The synthetic biologists then balanced the metabolism of the bacteria so that they could produce the final product — a cyclopropanated limonene — in a living bacterial culture.
“The product is a relatively simple molecule, but this work demonstrates the potential to combine biosynthesis and chemical synthesis to make molecules that organisms have never made before, and nature’s never made before,” Hartwig said.
Mukhopadhyay said that incorporating other metalloenzymes into bacteria could be a game changer in terms of microbial production to make pharmaceuticals, as well as sustainable fuels.
“Today, many drugs are laboriously extracted from plants that are challenging to cultivate and negatively impact the environment. To be able to reliably make these compounds in a lab using biotechnology would really address a lot of these problems,” she said.
This applies to making “not just medicines, but precursors to polymers, renewable plastics, biofuels, building materials, the whole gamut of things that we use today, from detergents to lubricants to paints to pigments to fabric,” she added. “Everything can be made biologically. But the challenge lies in developing sustainable renewable pathways to it. And so here, we’ve taken a pretty substantial step toward it, where we have been able to demonstrate an artificial chemistry within a cell, a living growing cultured cell, which is inherently then scalable.”
“The bigger view is to be able to create organisms that will make unnatural products that combine nature’s chemistry with laboratory chemistry,” Hartwig said. “But the laboratory chemistry would now occur inside the cell. If we could do this in a general way, we could engineer organisms to make all sorts of drugs, agrochemicals and even commodity chemicals, like monomers for polymers, that would take advantage of the efficiency and selectivity of fermentation and biocatalysis.”

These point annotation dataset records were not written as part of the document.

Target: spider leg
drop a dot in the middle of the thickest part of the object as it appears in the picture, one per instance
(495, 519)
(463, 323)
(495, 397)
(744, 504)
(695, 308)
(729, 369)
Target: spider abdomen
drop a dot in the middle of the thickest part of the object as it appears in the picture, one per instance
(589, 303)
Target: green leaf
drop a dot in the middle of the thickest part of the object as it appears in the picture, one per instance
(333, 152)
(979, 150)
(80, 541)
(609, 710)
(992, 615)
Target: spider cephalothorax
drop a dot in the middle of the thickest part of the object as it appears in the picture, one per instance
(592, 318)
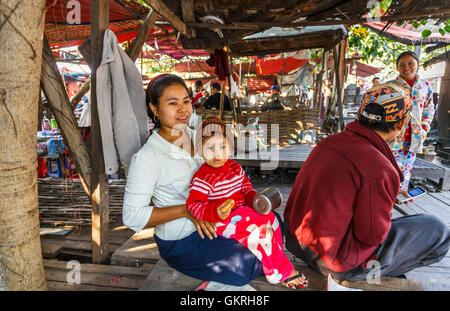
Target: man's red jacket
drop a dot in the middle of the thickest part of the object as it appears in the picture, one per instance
(341, 202)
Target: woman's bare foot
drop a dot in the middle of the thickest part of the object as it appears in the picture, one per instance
(296, 280)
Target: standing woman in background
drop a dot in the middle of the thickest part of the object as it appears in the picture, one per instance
(411, 142)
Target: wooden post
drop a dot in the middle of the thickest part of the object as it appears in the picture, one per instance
(444, 105)
(232, 101)
(222, 97)
(337, 71)
(99, 179)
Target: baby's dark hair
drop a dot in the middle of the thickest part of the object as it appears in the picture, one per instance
(155, 90)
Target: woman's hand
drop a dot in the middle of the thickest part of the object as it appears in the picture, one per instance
(224, 209)
(204, 227)
(406, 194)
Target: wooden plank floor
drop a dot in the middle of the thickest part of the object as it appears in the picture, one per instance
(437, 204)
(92, 277)
(293, 156)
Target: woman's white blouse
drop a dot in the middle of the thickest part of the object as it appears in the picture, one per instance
(160, 172)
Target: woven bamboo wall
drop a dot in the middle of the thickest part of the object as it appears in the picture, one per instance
(290, 122)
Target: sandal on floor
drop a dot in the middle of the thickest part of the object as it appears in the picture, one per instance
(295, 286)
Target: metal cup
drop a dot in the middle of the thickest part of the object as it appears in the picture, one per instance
(267, 200)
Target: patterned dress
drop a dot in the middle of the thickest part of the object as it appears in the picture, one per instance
(261, 234)
(411, 140)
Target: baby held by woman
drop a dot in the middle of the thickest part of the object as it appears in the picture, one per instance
(221, 193)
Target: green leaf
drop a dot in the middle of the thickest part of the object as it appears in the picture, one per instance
(426, 33)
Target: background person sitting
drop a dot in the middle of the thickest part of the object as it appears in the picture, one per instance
(213, 101)
(274, 102)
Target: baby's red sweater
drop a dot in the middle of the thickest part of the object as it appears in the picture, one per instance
(211, 186)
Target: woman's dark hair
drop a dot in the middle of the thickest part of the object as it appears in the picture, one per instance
(378, 110)
(411, 53)
(155, 90)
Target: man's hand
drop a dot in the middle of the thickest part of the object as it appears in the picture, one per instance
(406, 194)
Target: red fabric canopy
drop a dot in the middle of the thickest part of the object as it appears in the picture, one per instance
(125, 19)
(259, 84)
(204, 67)
(276, 64)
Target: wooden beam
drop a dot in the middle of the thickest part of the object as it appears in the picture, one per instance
(99, 187)
(351, 21)
(55, 92)
(162, 9)
(142, 35)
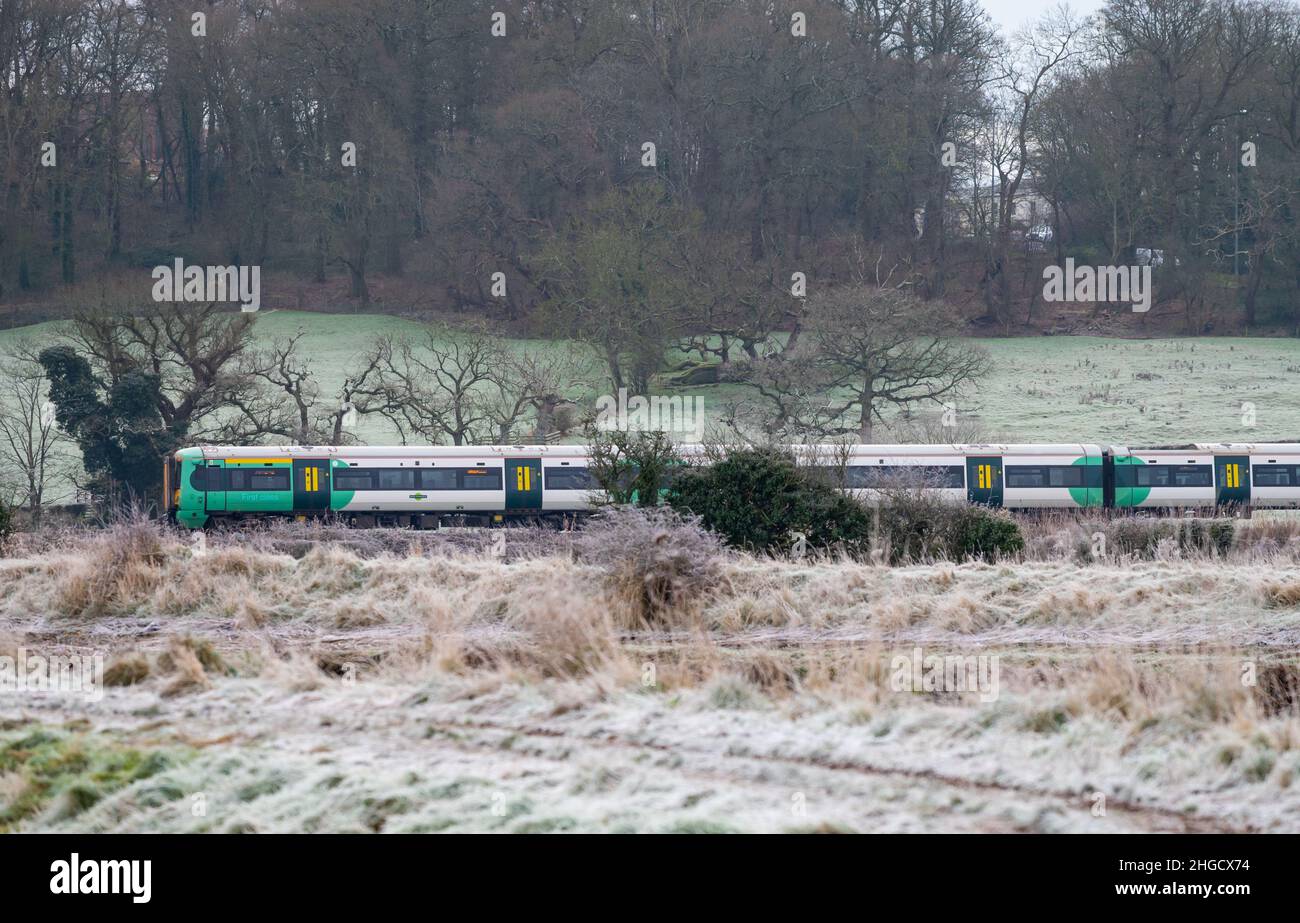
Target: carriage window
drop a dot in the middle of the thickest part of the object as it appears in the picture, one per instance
(923, 476)
(438, 479)
(256, 479)
(480, 479)
(1066, 476)
(568, 479)
(354, 479)
(1275, 475)
(1023, 476)
(1164, 476)
(1191, 476)
(397, 479)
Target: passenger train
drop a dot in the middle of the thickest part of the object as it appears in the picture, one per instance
(489, 485)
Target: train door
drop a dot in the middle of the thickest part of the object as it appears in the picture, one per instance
(215, 486)
(311, 485)
(523, 485)
(1233, 480)
(984, 480)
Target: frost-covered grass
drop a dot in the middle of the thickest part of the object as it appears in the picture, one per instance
(407, 688)
(1041, 389)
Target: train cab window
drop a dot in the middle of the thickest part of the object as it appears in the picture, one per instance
(256, 479)
(438, 479)
(480, 479)
(397, 479)
(568, 479)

Hartwig, Keasling, Mukhopadhyay and Douglas Clark , dean of the College of Chemistry and the Gilbert Newton Lewis Professor of Chemical and Biomolecular Engineering at UC Berkeley, are senior authors of the paper. The work, initially funded by a Laboratory Directed Research and Development grant from the U.S. Department of Energy (DOE), is currently supported by the National Science Foundation (2027943) and the DOE-supported JBEI.